A Thousand Cuts
August 1, 2008
The state, to serve and protect our children:
Two Philadelphia social workers were among nine charged yesterday in the death of a Danieal Kelly, a 14-year-old girl who starved to death in 2006, her body eaten by bed sores to the bone.
Unveiling a blistering grand jury report today [PDF], District Attorney Lynne Abraham blasted the city’s Department of Human Services as an indifferent and callous agency that had let Kelly die needlessly.
Drawing gasps at a news conference in which she showed a photograph of Kelly’s bloody, emaciated corpse, Abraham urged the state to take over DHS – a call that was not embraced by state officials.
The grand jury report contains just one photo of Danieal after her death (be forewarned: it’s horrifically graphic), but even it cannot convey the full horror of what this young girl must have suffered, not only at the hands of her mother, but through the wanton neglect of Philadelphia’s DHS and the private agency it contracted to provide services she never received.
This may be the worst example I’ve seen of the state’s failure to perform even the minimal duties expected of it: to guard the safety of its citizens. If it fails—fundamentally fails, at every level of responsibility—in even this basic endeavor, how can anyone argue it is competent to manage our health, our children’s education, or the economy? And keep in mind, this isn’t an issue of strained resources or overwhelmed caseworkers—the DHS in Philadelphia is well-funded and staffed, and doesn’t even provide services directly to clients. It simply decides if action is warranted and then refers cases to private agencies to provide the actual services. Yet it failed even at what amounted to button-pushing.
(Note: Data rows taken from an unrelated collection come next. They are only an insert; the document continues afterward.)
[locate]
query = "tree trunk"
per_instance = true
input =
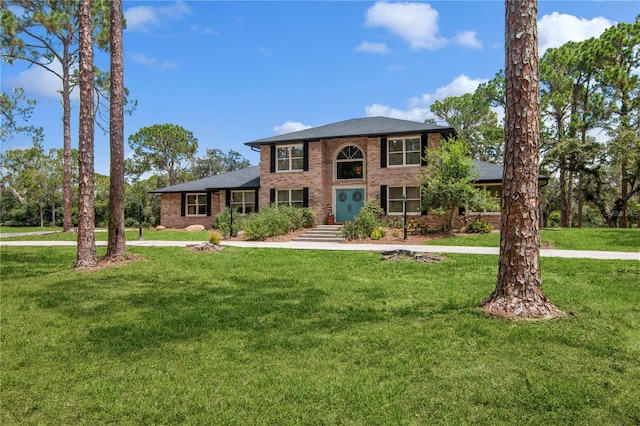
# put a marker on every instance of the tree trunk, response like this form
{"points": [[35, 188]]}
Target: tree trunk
{"points": [[117, 243], [518, 293], [86, 256], [67, 198]]}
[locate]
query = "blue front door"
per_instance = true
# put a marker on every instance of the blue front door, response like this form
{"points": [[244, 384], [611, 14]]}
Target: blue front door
{"points": [[348, 204]]}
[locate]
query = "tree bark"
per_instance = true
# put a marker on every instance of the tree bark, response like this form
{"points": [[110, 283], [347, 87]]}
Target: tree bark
{"points": [[86, 255], [518, 293], [117, 243]]}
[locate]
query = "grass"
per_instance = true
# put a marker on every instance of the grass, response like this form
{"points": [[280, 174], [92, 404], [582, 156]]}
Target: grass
{"points": [[274, 336], [605, 239]]}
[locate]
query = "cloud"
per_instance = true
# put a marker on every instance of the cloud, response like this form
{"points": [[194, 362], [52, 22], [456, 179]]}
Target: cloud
{"points": [[288, 127], [144, 18], [468, 39], [419, 107], [36, 81], [556, 29], [143, 59], [416, 23], [369, 47]]}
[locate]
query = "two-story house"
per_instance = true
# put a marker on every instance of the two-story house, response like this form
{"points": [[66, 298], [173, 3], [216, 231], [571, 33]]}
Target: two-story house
{"points": [[332, 169]]}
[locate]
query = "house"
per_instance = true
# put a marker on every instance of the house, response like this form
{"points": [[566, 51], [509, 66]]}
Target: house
{"points": [[333, 169]]}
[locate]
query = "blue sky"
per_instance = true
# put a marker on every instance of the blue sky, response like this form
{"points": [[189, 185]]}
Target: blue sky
{"points": [[232, 72]]}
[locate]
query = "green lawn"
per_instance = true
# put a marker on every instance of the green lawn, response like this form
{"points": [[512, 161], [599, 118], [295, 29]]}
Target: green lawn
{"points": [[559, 238], [274, 336]]}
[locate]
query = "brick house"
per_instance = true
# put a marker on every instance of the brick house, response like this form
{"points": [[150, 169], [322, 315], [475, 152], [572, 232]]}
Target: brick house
{"points": [[332, 169]]}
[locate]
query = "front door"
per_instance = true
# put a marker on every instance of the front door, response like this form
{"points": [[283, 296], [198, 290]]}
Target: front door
{"points": [[348, 204]]}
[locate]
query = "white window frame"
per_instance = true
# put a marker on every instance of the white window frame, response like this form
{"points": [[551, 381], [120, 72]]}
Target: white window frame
{"points": [[196, 203], [289, 158], [401, 199], [288, 201], [405, 153], [241, 206]]}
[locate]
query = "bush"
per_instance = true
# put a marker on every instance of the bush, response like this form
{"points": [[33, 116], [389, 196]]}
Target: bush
{"points": [[349, 231], [378, 233], [478, 226], [215, 237]]}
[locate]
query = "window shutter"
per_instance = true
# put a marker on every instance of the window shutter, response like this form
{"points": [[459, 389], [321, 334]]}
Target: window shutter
{"points": [[383, 198], [424, 144], [273, 159]]}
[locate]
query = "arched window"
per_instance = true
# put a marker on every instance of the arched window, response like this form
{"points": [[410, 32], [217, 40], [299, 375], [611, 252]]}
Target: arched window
{"points": [[350, 163]]}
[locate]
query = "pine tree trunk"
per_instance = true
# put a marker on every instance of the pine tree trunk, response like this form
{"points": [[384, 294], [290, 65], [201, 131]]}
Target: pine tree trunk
{"points": [[518, 293], [86, 256], [117, 243]]}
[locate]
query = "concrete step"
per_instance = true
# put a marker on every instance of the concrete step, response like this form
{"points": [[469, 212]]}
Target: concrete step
{"points": [[321, 233]]}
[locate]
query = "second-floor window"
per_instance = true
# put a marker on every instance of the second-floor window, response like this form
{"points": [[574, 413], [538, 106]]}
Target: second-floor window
{"points": [[350, 163], [290, 158], [404, 152]]}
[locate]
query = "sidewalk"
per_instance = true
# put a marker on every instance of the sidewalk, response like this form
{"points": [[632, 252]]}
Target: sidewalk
{"points": [[303, 245]]}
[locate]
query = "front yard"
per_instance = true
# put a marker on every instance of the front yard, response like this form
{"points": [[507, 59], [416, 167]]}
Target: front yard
{"points": [[274, 336]]}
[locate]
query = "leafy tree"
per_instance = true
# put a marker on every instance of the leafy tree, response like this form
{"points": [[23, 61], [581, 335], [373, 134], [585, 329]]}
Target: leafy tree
{"points": [[518, 292], [116, 245], [86, 251], [162, 147], [215, 162], [448, 180], [15, 109], [476, 124]]}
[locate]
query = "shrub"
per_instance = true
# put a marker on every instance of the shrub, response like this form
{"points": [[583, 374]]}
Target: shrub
{"points": [[478, 226], [215, 237], [349, 231], [378, 233]]}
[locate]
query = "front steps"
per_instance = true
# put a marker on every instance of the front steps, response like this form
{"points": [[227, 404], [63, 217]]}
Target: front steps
{"points": [[321, 234]]}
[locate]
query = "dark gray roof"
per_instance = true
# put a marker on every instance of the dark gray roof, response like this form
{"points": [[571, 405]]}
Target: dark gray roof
{"points": [[487, 172], [243, 178], [370, 126]]}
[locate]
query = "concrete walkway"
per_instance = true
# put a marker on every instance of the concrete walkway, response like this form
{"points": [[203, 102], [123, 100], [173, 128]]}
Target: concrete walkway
{"points": [[305, 245]]}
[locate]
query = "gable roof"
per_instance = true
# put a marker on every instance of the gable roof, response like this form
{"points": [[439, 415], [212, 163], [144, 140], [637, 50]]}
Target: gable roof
{"points": [[248, 178], [370, 126]]}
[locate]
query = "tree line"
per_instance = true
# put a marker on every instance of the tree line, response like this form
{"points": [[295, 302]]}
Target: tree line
{"points": [[590, 127]]}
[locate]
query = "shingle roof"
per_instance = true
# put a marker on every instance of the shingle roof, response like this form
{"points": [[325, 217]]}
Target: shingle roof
{"points": [[370, 126], [243, 178]]}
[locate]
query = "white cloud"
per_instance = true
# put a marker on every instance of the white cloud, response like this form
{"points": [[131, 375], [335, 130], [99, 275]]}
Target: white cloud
{"points": [[468, 39], [556, 29], [36, 81], [418, 109], [288, 127], [143, 18], [416, 23], [369, 47]]}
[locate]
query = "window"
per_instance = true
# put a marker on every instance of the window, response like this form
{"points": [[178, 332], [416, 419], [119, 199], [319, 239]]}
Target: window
{"points": [[243, 202], [290, 197], [290, 158], [404, 152], [395, 200], [350, 163], [196, 204]]}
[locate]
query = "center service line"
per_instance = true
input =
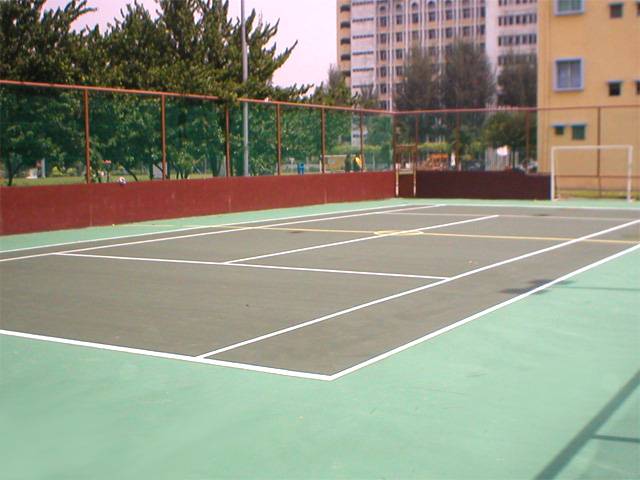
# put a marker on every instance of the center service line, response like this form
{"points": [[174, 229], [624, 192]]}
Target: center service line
{"points": [[217, 232], [416, 290], [362, 239]]}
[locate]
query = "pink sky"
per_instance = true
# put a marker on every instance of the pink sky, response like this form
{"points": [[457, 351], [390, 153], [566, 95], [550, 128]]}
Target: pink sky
{"points": [[311, 22]]}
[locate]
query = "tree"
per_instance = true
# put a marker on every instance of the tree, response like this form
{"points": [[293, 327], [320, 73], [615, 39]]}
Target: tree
{"points": [[40, 46], [517, 82], [419, 89], [467, 77], [510, 129]]}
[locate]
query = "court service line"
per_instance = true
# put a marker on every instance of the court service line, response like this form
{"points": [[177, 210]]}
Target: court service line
{"points": [[504, 215], [200, 227], [414, 290], [482, 313], [217, 232], [172, 356], [248, 265], [361, 239]]}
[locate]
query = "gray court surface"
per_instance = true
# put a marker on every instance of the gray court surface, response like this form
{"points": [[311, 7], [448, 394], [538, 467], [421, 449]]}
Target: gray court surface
{"points": [[320, 295]]}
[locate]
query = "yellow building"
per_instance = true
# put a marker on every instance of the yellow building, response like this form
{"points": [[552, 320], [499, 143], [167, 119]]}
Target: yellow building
{"points": [[589, 57]]}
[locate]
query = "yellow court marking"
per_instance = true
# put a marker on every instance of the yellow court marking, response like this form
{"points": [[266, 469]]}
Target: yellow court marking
{"points": [[405, 233]]}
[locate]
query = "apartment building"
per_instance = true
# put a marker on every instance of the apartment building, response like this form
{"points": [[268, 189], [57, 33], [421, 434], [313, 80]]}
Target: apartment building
{"points": [[511, 29], [375, 36], [589, 56]]}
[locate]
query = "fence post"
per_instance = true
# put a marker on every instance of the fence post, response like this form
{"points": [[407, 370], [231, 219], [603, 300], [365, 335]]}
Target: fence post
{"points": [[227, 137], [599, 140], [364, 161], [87, 136], [163, 113], [457, 149], [527, 127], [278, 138], [323, 132]]}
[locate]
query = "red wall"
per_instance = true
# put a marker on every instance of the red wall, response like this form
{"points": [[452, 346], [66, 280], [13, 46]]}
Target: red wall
{"points": [[33, 209], [508, 185]]}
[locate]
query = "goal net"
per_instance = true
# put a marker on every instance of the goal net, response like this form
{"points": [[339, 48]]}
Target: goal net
{"points": [[593, 171]]}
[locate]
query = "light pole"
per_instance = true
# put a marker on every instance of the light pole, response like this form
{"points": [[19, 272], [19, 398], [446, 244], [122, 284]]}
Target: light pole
{"points": [[245, 105]]}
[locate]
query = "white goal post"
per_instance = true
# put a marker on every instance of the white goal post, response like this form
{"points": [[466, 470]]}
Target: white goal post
{"points": [[628, 148]]}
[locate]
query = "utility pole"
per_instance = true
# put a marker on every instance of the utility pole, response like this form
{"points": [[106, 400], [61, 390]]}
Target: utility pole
{"points": [[245, 105]]}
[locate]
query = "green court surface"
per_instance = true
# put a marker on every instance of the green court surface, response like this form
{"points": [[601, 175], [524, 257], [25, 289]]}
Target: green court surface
{"points": [[540, 379]]}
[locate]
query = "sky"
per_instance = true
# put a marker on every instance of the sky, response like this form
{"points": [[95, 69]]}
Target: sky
{"points": [[311, 22]]}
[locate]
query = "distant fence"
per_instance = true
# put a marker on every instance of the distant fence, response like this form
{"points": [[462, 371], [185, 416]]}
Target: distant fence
{"points": [[66, 134]]}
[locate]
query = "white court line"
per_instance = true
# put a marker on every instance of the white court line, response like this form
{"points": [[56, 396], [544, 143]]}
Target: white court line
{"points": [[415, 290], [479, 314], [502, 215], [247, 265], [515, 205], [217, 232], [172, 356], [361, 239], [200, 227]]}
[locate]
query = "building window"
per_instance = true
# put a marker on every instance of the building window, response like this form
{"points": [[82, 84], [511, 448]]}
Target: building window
{"points": [[569, 74], [615, 88], [578, 131], [568, 7], [615, 10]]}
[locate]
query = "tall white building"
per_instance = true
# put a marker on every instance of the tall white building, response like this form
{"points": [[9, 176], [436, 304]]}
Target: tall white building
{"points": [[374, 37]]}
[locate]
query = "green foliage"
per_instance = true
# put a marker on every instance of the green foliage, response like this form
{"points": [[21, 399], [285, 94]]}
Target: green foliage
{"points": [[419, 89], [467, 78], [517, 82], [40, 46]]}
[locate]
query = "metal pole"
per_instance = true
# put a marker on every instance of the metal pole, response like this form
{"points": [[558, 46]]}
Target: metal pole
{"points": [[87, 137], [227, 140], [527, 123], [598, 153], [245, 105], [279, 138], [393, 154], [323, 132], [163, 123], [457, 149], [364, 163]]}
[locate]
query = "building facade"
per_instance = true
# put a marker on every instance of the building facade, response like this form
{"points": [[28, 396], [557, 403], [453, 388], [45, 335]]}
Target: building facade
{"points": [[589, 57], [374, 37]]}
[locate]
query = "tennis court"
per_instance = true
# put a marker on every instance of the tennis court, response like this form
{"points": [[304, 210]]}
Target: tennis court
{"points": [[314, 294]]}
It’s true that in Danieal’s case, a private agency demonstrated callous indifference towards her plight, even as it was busy forging paperwork and bilking taxpayers for nonexistent services rendered. But it could get away with it because its customer, the Philadelphia DHS, was complicit in its crimes. One administrator even admitted to the grand jury that falsifying and backdating reports was common practice at the agency.
This isn’t an isolated incident. You can’t find no less than nine adults, four of them social workers, responsible for a person’s death and assume this was a tragic exception to the rule. As the grand jury wrote in its report:
The fate of a sweet and promising child depended on the willingness of a number of particular adults to do the bare minimum of what they were supposed to do. Danieal’s mother, her father, DHS employees, the agency that contracted with DHS to provide services for Danieal and her family – these make up a rather large cast of characters. Yet, had just one of them performed their duty or done their job, Danieal would be alive today. The combined criminal negligence that transformed the little girl in the school portrait into the shriveled corpse in the autopsy photographs was so callous, so cruel, and so relentless, it constitutes nothing less than homicide.
Indeed. If I could, I’d charge every one of these people, with the possible exception of Andrea Kelly’s friends, with murder. And even her friends are morally if not legally culpable when they knew how badly Danieal was suffering and didn’t say a word about it to anyone.
Not that it would have made any difference, given how the city handled the case. The maggot-infested bedsores covering Danieal Kelly’s body aren’t the only things that have rotted to the bone.